Sen. John McCain and former Republican presidential nominee Mitt Romney flew in to Utah to campaign on her behalf. Love's immigrant story is one that is familiar to some in South Florida.
Jan Mapou, owner of Libreri Mapou, 5919 NE 2nd Ave., in Miami's Little Haiti, was in his car when he heard the news Wednesday. His radio was tuned to Radio Mega, a station that airs news in Creole. He used to live and sell books in New York.
"We are very happy," Mapou said. "We still don't know much about her, but we want to know."
Love was born Dec. 6, 1975 in Brooklyn -- a few years after her parents, Mary and Jean Maxine Bourdeau, left the island for New York.

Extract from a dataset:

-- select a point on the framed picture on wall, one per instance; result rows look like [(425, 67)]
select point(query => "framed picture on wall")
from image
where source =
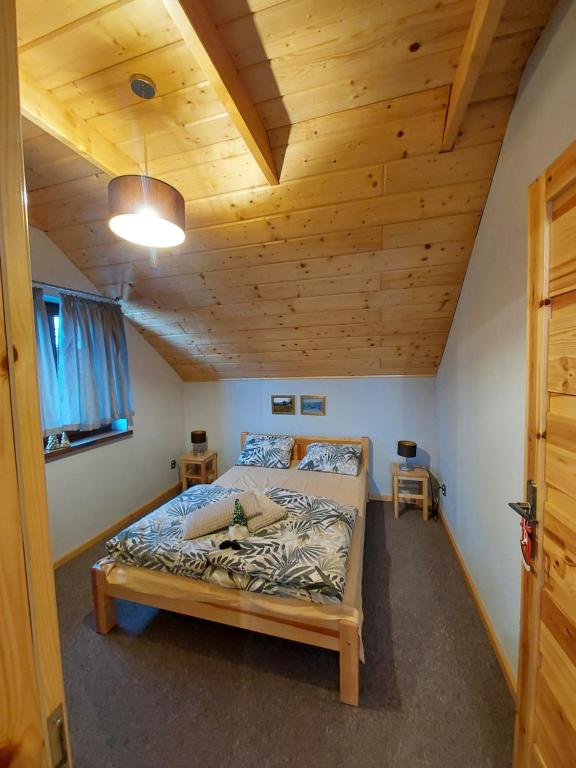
[(312, 405), (284, 404)]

They only had $10 in their pocket when they left running from Tonton Macoutes, a "Pap Doc" Duvalier paramilitary that was active until 1986.
When her parents "finally became U.S. citizens, they had studied the Constitution, American history, they learned the English language," Love, 39, said, during an interview with Newsweek. "And when they pledged allegiance to the American flag for the first time, they meant every word."
She grew up in Norwalk, Connecticut and was raised a Catholic. After graduating from the University of Hartford, she moved to Utah, joined the Church of Jesus Christ of Latter-day Saints and wed Jason Love.
About 60 percent of voters in Utah belong to the church that only allowed blacks to practice until 1978. Love also appealed to busy mothers. She is mom to Alessa, 14, Abigail, 11, and Peyton, 7.
She was under the spotlight in 2012, when she gave a moving speech at the Republican party's convention in Tampa, Fla., to nominate Mitt Romney.
"When times got tough, they didn't look to Washington, they looked within," she said during the speech.
During an interview with Fox News in 2012, she said her father worked as a janitor and factory worker.
Love said that she took her dad to college with her, "and he looked at me very seriously, and he said, 'Mia, your mother and I have done everything we could to get you here. We've worked hard. We've never taken a handout. You're not going to be a burden to society. You will give back.''
Love got involved in politics over flies that had infested an area. A Utah Lake developer did not want to take care of them. And later she went on to become a Saratoga Springs councilwoman and the small town's mayor.
Tuesday night she won a seat in Utah's 4th congressional district.
"It is big news for us [Haitians] today," Mapou said. "How can you not be proud?"